What’s A Normal Day?
Our work with MozCast has led me to an unpleasant realization – however unpredictable you think rankings are, it’s actually much worse. For example, in the 30 days prior to writing this post (10/11-11/9), just over 80% of SERPs we tracked changed, on average, every day. Now, some of those changes were small (maybe one URL shifted one spot in the top 10), and some were large, but the fact that 4 of 5 SERPs experienced some change every 24 hours shows you just how dynamic the ranking game has become in 2012.
Compare these numbers to Google’s statements about updates like Panda – for example, for Panda #21, Google said that 1.2% of queries were “noticeably affected”. An algorithm update (granted, Panda 21 was probably data-only) impacted 1.2%, but baseline is something near 80%. How can we possibly separate the signal from the noise?
Is Google Messing With Us?
We all think it from time to time. Maybe Google is shuffling rankings on purpose, semi-randomly, just to keep SEOs guessing. On my saner days, I realize that this is unlikely from a search quality and tracking perspective (it would make their job a lot messier), but with average flux being so high, it’s hard to imagine that websites are really changing that fast.
While we do try to minimize noise, by taking precautions like tracking keywords via the same IP, at roughly the same time of day, with settings delocalized and depersonalized, it is possible that the noise is an artifact of how the system works. For example, Google uses highly distributed data – even if I hit the same regional data center most days, it could be that the data itself is in flux as new information propagates and centers update themselves. In other words, even if the algorithm doesn’t change and the websites don’t change, the very nature of Google’s complexity could create a perpetual state of change.
How Do We Sort It Out?
I decided to try a little experiment. If Google is really just adding noise to the system – shuffling rankings slightly to keep SEOs guessing – then we’d expect to see a fairly similar baseline pattern regardless of the keyword. We also might see different patterns over time – while MozCast is based on 24-hour intervals, there’s no reason we can’t check in more often.

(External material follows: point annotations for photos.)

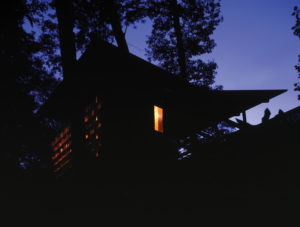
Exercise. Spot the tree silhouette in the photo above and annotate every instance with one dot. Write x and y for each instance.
(106, 19)
(24, 75)
(181, 33)
(296, 29)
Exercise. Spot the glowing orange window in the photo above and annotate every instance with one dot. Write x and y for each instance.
(158, 119)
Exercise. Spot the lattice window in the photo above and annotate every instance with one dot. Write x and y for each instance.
(93, 127)
(61, 147)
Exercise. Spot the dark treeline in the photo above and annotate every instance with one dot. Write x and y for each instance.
(40, 40)
(296, 30)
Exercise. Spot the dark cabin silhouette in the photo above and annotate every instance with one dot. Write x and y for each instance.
(117, 106)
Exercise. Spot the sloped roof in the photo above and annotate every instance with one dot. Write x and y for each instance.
(105, 67)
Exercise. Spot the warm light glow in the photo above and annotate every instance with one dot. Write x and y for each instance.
(61, 147)
(93, 127)
(158, 119)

So, I ran a 7-day crawl for just three keywords, checking each of them every 10 minutes, resulting in 1,008 data points per keyword. For simplicity, I chose the keyword with the highest flux over the previous 30 days, the lowest flux, and one right in the middle (the median, in this case). Here are the three keywords and their MozCast temperatures for the 30 days in question:
- “new xbox” – 176°F
- “blood pressure chart” – 67°F
- “fun games for girls” – 12°F
Xbox queries run pretty hot, to put it mildly. The 7-day data was collected in late September and early October. Like the core MozCast engine, the Top 10 SERPs were crawled and recorded, but unlike MozCast, the crawler fired every 10 minutes.
Experiment #1: 10-minute Flux
Let’s get the big question out of the way first – Was the rate of change for these keywords similar or different? You might expect (1) “new xbox” to show higher flux when it changes, but if Google was injecting randomness then it should change roughly as often, in theory. Over the 1,008 measurements for each keyword, here’s how often they changed:
- 555 – “new xbox”
- 124 – “blood pressure chart”
- 40 – “fun games for girls”
While three keywords isn’t enough data to do compelling statistics, the results are striking. The highest flux keyword changed 55% of the times we measured it, or roughly every 20 minutes. Either Google is taking into account new data that’s rapidly changing (content, links, SEO tweaks), or high-flux keywords are just inherently different beasts. The simple “random injection” model just doesn’t hold up, though. The lowest flux keyword only changed 4% of the times we measured it. If Google were moving the football every time we tried to kick it, we’d expect to see a much more consistent rate of change.
If we look at the temperature (a la MozCast) for “new xbox” across these micro-fluxes (only counting intervals where something changed), it averaged about 93°F, high but considerably less than the average 24-hour flux. This could be evidence that something about the sites themselves is changing at a steady rate (the more time passes, the more they change).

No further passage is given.